Seized British tanker ‘free’ to leave: Iran
LONDON: British Prime Minister Boris Johnson accused Tehran of being behind attacks on Saudi oil installations, in remarks to reporters en route to New York where he will meet with Iran’s president.
"I can tell you that the UK is attributing responsibility with a very high degree of probability to Iran for the Aramco attacks," he said, cited by Britain’s Press Association news agency on Monday.
He is due to meet with President Hassan Rouhani at the UN General Assembly in New York. He will also discuss the attacks at a joint meeting with French President Emmanuel Macron and German Chancellor Angela Merkel.
"We think it very likely indeed that Iran was indeed responsible for using both UAVs (unmanned aerial vehicles), both drones and cruise missiles," Johnson told reporters. "Clearly the difficulty is, how do we organise a global response? What is the way forward?
"And we will be working with our American friends and our European friends to construct a response that tries to de-escalate tensions in the Gulf region."
The United States has accused Tehran of carrying out air attacks on Saudi Arabia’s Abqaiq plant and the Khurais oil field on September 14, knocking out half the kingdom’s oil production.
Iran denies responsibility for the attacks which were claimed by Iranian-back Huthi rebels in Yemen. Johnson said: "Clearly if we are asked either by the Saudis or the Americans to have a role then we would consider in what way we could be useful."
The British premier also said he would raise the case of Nazanin Zaghari-Ratcliffe, a British-Iranian mother held in Tehran since 2016, when he meets with Rouhani. Johnson has been accused of making her plight worse when, in a previous job as foreign minister, he said she had been training journalists in Iran before she was arrested for sedition.
Her family strongly denies this and he swiftly backtracked. Zaghari-Ratcliffe, a project manager with the Thomson Reuters Foundation, the media group’s philanthropic arm, denies all charges.Meanwhile, Iran said on Monday that a British-flagged oil tanker is "free" to leave more than two months after it was seized in the Gulf.
"The legal process has finished and based on that the conditions for letting the oil tanker go free have been fulfilled and the oil tanker can move," government spokesman Ali Rabiei told a news conference.
He did not specify when the Swedish-owned vessel would be allowed to set sail. The Islamic Revolutionary Guard Corps surrounded the Stena Impero with attack boats before rappelling onto the deck of the tanker in the Strait of Hormuz on July 19.
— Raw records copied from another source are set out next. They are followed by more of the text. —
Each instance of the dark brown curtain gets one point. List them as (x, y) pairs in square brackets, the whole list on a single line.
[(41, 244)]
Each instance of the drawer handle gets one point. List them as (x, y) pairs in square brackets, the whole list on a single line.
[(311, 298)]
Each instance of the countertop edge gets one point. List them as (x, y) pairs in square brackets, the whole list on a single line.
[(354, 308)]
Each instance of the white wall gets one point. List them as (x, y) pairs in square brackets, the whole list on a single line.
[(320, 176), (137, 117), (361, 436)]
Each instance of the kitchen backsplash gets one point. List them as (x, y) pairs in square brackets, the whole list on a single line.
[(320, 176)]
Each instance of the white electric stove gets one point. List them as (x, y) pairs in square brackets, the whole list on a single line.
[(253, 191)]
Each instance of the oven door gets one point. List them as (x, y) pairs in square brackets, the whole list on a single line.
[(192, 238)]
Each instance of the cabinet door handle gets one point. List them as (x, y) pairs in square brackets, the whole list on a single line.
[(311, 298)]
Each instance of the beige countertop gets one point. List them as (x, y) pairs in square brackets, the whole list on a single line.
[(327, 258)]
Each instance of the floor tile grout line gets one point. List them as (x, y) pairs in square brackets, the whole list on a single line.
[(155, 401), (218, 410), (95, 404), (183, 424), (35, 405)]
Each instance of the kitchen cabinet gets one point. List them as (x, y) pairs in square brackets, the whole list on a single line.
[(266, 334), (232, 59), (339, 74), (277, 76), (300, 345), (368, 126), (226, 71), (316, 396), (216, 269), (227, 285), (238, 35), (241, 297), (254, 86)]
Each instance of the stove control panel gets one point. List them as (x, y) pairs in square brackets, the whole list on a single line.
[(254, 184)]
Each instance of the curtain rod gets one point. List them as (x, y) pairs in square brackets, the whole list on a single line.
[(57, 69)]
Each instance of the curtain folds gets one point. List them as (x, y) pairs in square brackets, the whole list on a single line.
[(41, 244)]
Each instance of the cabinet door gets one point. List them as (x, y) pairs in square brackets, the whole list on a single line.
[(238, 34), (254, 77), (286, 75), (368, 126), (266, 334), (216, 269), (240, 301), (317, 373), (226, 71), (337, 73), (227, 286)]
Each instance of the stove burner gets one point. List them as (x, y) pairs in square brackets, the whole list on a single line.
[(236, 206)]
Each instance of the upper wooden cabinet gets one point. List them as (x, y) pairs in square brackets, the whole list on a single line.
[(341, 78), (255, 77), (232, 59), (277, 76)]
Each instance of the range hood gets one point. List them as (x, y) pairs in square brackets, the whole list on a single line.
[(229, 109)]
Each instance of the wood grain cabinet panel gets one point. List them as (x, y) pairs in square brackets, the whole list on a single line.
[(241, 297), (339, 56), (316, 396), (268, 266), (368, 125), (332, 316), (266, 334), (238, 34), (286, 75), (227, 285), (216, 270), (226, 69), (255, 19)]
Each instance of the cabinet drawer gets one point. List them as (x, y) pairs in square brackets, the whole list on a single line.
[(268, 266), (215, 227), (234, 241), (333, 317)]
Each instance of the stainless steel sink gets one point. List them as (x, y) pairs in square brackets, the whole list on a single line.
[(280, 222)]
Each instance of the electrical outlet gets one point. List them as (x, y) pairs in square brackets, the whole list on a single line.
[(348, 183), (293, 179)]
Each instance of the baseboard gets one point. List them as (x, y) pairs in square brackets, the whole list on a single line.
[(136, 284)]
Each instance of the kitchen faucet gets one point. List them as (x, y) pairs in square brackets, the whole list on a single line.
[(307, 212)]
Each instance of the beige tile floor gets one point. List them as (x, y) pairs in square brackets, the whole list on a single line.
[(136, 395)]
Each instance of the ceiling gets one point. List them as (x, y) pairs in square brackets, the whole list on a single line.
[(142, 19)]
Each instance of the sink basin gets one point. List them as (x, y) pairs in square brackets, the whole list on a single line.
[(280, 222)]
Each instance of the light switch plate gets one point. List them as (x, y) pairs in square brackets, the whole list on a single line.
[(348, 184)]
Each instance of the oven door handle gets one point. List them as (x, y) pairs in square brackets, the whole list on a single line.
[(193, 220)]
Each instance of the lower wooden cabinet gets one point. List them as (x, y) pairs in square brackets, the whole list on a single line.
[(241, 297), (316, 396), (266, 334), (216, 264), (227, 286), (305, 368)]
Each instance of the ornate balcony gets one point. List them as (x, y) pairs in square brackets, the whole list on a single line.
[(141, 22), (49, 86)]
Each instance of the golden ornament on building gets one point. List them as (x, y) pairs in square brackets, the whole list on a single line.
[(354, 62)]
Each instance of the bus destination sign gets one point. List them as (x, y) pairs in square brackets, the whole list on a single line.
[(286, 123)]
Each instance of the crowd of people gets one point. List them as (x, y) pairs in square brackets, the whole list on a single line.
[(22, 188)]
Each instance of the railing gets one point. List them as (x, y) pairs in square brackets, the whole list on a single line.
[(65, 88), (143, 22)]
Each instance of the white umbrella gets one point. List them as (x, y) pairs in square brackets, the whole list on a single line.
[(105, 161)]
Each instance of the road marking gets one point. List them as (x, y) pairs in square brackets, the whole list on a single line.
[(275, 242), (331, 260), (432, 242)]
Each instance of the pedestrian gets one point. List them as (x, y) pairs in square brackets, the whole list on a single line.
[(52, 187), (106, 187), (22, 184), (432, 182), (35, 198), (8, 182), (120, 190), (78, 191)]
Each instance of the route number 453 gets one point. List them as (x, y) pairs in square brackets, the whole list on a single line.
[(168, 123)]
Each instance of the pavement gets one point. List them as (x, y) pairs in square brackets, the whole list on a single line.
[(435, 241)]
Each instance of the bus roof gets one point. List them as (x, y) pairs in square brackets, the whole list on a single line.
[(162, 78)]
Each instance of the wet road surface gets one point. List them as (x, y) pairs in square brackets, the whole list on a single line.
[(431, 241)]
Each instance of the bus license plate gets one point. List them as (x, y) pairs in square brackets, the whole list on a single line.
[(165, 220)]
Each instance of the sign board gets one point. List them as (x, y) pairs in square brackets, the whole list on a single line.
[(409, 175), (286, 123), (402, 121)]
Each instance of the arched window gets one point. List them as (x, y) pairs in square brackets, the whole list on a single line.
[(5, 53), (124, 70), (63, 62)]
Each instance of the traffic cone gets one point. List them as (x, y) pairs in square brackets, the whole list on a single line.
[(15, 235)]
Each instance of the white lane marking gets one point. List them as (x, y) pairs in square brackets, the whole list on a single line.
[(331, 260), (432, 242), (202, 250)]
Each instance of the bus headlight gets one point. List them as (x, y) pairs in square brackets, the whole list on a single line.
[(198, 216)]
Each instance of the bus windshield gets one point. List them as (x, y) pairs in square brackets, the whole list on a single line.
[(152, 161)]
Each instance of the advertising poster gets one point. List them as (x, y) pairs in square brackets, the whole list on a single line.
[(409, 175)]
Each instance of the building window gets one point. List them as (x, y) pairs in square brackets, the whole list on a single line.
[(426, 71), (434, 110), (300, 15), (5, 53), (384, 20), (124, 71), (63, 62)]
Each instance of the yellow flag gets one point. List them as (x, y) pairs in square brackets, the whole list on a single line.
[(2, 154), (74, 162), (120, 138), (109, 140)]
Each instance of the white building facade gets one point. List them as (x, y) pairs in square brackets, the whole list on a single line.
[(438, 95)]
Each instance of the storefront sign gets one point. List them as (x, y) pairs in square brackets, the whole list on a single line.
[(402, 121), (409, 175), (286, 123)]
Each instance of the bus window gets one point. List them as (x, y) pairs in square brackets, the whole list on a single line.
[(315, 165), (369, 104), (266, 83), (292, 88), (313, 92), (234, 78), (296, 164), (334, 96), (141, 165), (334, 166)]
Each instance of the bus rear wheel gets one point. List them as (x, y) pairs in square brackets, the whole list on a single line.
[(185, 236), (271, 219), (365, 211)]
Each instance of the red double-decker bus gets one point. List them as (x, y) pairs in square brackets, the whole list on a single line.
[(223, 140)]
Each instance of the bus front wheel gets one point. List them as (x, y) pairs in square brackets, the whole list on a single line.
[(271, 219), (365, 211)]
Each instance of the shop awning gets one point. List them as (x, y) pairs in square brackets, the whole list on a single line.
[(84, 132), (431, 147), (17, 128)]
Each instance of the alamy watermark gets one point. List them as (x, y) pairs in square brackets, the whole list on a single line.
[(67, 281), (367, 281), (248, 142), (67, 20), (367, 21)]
The vessel was impounded at Iran’s Bandar Abbas port for allegedly failing to respond to distress calls and turning off its transponder after hitting a fishing boat. Stena Bulk, the company that owns the tanker, said on Sunday that it expected the vessel to be released soon, but expressed caution about the situation.
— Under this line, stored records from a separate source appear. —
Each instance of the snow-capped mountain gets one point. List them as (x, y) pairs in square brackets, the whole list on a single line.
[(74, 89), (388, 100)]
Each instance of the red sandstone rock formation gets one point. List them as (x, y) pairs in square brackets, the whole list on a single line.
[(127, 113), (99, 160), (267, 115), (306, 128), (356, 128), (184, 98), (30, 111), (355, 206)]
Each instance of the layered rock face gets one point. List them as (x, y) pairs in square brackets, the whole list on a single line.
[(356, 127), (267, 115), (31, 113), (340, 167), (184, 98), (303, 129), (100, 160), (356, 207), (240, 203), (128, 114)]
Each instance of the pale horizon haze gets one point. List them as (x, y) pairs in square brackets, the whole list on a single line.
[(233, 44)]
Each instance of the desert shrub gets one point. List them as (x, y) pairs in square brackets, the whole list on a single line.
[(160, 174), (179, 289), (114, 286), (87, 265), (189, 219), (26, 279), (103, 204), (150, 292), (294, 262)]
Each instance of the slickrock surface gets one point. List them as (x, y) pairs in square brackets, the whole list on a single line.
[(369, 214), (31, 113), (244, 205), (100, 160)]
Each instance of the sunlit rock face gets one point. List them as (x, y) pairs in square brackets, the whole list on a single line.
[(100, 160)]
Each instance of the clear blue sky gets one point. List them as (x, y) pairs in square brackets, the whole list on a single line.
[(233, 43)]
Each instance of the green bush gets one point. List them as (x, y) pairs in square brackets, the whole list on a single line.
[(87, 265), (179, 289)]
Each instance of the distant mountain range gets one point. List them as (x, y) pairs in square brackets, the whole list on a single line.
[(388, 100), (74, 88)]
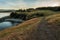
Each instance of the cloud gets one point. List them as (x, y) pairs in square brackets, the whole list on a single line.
[(17, 4)]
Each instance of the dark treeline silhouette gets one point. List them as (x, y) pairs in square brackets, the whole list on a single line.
[(49, 8), (40, 8)]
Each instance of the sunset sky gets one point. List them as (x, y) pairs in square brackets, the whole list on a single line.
[(18, 4)]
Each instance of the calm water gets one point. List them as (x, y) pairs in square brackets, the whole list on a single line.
[(4, 14)]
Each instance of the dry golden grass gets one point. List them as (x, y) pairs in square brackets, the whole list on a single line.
[(53, 18), (20, 29)]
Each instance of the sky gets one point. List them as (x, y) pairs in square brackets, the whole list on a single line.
[(23, 4)]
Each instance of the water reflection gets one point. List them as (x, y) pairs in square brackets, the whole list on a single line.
[(4, 25)]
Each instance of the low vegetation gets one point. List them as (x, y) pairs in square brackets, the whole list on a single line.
[(39, 25)]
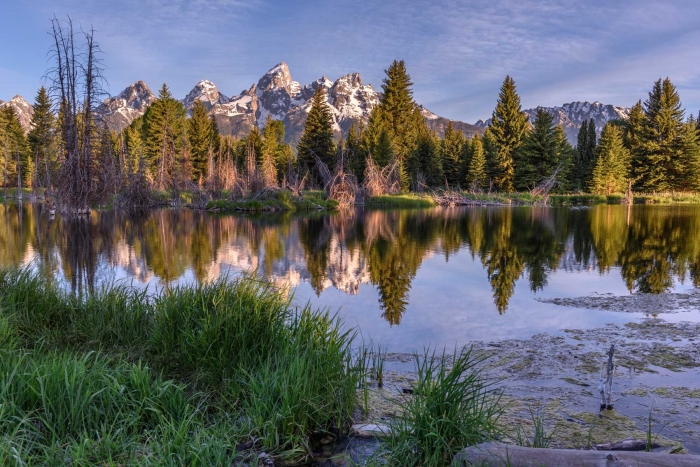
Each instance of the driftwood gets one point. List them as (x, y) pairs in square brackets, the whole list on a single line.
[(625, 445), (501, 455)]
"We understand that the political decision has been taken to release the ship," Stena Bulk’s chief executive Erik Hanell told Swedish television station SVT. "We hope it will be able to leave in a few hours, but we don’t want to take anything for granted. We want to make sure the ship sails out of Iranian territorial waters," he said.
The ship’s seizure came hours after a court in the British overseas territory of Gibraltar said it was extending the detention of the Grace 1, an Iranian oil tanker later renamed the Adrian Darya 1.
At the time, Tehran denied the seizure of the Stena Impero was a tit-for-tat move. A Gibraltar court ordered the Iranian tanker’s release on August 15 despite an 11th-hour US legal bid to keep it in detention.